Postby Iamwhomiam » Wed Apr 01, 2015 12:53 pm

Yeah, that was pretty scathing. While I was reading it I was reminded of Screw Magazine's centerfold of Nixon's cabinet, all wallowing about in the Oval Office in the same stuff. Surely, the most obscene and scandalous rag I've ever read.

You posting was beautiful, Elvis and thank you for sharing it along with your memories and memorable photos. Memories of what was is what's influenced who we've become and tears for what's become of those places that formed our fond memories.
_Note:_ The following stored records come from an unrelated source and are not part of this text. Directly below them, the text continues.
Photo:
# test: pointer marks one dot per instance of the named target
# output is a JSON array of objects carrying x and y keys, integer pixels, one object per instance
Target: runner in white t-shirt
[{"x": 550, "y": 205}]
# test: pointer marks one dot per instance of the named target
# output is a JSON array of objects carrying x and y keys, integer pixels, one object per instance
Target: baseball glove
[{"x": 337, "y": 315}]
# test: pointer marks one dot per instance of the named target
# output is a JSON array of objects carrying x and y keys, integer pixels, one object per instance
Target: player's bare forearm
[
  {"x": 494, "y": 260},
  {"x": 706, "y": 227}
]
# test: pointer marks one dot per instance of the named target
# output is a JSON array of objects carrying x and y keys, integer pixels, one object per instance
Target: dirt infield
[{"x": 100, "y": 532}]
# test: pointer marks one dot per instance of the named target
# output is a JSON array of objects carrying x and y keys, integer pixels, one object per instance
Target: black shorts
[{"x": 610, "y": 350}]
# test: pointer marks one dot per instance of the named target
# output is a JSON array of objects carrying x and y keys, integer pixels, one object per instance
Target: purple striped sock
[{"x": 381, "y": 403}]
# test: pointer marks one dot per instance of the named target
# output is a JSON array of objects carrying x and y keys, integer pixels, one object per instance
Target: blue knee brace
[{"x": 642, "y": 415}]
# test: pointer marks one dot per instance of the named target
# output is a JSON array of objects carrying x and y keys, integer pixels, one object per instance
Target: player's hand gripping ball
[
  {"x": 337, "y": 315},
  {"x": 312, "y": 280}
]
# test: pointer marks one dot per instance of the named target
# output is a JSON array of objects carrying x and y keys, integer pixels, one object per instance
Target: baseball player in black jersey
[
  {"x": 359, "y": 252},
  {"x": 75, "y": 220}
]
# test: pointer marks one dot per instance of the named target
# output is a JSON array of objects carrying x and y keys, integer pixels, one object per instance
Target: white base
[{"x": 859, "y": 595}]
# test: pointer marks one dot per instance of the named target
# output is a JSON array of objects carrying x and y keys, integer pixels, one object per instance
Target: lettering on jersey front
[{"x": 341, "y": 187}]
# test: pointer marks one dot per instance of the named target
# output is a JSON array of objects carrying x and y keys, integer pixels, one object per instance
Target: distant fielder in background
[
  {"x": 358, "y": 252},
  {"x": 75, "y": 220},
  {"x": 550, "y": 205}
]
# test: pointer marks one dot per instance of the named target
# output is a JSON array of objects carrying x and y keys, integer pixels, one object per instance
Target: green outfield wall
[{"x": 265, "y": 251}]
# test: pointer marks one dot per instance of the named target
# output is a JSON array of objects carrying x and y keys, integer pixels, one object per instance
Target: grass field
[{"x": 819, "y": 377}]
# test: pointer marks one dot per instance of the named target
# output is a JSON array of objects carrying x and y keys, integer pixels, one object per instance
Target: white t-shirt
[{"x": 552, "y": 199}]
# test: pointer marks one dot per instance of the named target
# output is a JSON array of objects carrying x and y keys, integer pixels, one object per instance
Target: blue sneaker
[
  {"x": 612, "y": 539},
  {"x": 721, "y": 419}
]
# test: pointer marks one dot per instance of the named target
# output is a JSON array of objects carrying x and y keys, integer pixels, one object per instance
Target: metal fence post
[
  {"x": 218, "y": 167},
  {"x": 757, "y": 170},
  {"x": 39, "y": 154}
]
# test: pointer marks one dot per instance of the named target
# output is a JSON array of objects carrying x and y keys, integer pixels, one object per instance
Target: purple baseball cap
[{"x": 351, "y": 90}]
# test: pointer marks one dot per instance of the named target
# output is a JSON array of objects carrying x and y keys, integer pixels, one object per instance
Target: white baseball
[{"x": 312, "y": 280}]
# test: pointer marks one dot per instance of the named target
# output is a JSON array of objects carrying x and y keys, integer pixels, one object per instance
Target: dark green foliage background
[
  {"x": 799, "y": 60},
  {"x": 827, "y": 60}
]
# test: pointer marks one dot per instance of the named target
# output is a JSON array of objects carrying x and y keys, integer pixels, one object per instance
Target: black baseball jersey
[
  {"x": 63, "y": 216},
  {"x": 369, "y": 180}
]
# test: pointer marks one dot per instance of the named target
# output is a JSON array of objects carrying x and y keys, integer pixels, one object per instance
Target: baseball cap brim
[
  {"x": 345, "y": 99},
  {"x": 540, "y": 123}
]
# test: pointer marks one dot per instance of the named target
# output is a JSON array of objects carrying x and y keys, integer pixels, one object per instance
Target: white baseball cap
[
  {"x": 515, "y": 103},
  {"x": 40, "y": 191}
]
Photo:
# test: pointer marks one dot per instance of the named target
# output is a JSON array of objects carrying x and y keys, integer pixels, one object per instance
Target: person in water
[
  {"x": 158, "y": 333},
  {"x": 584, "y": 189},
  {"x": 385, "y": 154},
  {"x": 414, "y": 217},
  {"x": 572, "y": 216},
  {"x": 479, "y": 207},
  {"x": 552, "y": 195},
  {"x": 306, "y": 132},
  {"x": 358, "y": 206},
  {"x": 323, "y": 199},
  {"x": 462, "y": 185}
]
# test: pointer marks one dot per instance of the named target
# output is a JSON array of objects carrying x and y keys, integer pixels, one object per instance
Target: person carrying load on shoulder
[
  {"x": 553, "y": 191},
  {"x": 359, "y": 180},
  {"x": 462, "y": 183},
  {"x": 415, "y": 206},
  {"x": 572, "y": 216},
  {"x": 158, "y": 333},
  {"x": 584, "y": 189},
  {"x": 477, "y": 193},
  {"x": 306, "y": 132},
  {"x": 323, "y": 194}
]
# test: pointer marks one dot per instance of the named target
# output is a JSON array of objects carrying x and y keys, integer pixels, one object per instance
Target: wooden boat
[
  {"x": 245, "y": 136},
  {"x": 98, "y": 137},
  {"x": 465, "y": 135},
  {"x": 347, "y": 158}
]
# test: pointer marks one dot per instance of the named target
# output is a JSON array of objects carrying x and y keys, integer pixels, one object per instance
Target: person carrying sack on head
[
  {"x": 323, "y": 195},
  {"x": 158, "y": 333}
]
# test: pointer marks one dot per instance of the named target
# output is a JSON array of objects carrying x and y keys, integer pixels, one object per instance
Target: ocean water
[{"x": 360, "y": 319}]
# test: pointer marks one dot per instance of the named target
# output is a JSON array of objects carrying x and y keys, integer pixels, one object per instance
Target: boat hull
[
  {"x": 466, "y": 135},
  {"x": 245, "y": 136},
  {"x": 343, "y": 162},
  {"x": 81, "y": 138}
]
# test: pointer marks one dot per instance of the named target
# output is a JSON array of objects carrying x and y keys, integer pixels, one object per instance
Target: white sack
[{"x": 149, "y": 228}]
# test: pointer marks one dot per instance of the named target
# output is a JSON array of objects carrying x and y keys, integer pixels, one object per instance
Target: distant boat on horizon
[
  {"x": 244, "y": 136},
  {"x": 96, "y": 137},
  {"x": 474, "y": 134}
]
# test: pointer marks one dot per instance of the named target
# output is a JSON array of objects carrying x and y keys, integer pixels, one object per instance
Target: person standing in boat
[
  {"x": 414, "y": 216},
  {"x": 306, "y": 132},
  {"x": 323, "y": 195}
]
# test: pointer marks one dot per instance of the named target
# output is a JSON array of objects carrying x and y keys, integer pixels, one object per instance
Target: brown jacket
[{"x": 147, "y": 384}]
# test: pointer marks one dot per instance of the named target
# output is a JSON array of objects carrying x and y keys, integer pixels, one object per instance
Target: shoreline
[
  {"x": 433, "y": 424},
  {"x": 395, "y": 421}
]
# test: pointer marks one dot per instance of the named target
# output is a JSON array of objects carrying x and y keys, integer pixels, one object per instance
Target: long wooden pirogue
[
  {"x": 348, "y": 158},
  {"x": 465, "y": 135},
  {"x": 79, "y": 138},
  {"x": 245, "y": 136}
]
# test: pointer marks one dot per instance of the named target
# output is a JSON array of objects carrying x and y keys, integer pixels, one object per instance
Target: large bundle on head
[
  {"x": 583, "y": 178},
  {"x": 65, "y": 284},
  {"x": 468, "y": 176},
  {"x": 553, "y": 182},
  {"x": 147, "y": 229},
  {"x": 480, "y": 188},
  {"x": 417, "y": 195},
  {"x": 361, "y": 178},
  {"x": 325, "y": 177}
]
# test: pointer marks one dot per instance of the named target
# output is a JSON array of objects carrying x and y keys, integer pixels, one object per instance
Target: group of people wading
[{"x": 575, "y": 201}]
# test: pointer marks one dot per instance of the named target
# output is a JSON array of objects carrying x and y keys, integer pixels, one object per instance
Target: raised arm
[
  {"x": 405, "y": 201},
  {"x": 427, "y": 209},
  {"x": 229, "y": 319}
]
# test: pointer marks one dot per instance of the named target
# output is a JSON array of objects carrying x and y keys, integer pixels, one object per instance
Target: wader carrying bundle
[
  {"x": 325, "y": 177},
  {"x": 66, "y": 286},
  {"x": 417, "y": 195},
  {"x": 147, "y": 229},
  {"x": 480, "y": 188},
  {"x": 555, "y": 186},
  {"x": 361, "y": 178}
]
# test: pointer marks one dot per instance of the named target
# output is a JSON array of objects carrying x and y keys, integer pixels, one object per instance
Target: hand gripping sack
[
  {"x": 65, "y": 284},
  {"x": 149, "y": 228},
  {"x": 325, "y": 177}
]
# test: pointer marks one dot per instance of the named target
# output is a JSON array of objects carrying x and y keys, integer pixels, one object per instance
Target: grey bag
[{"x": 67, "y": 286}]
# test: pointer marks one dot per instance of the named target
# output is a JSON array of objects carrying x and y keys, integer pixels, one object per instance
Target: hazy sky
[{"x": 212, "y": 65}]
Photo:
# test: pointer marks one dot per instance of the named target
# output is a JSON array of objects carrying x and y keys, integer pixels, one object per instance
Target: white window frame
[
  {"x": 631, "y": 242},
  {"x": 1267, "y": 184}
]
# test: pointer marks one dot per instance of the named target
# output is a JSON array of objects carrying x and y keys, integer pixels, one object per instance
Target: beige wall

But otherwise, yesterday's life-sustaining rain nourishes no crop today.

"The heart of America never lived in New York or Los Angeles or Washington, D.C. or even Indianapolis; it lived in that farmhouse. In Indiana."

I appreciate the sentiment, but a century ago there were still farms in NYC, farmed by hard workers like you've described. The house I grew up in was built in such a farmer's field, in fact upon the land once owned by Alan Zwieble's grandfather. Alan was a Little League teammate and a good friend and did we have fun telling jokes and keeping each and others amused. It was only a year or so ago I noticed his long involvement with SNL.

Even then, as a child, I longed for what once was but no longer is. My eyes have always seen what was. Perhaps that's why I'm obsessed with history. Treasure what you have, even if only fond memories, for they do give comfort. The Long Island I grew up in no longer exists and I have little desire to return - well, I would go back to surf Montauk, but sadly, that's not likely to happen.

I can't speak to LA , but DC was a swamp. And wherever there were farmers, there were hard workers. And all the trees were cut by hand, and stone fences built from rocks and stumps cleared from their fields with the aid of a mule or oxen.

As religious fanaticism seemingly takes hold of our world, let's try to remain rational.

One man's overreaching sarcasm should be understood as one's reaction to a situation they cannot control and their frustration in recognizing their own powerlessness to prevent the spread of fanatical religious discrimination. Of more concern to me is Walker's appeal to those who hold this mindset.

Just a reminder that things could get much worse.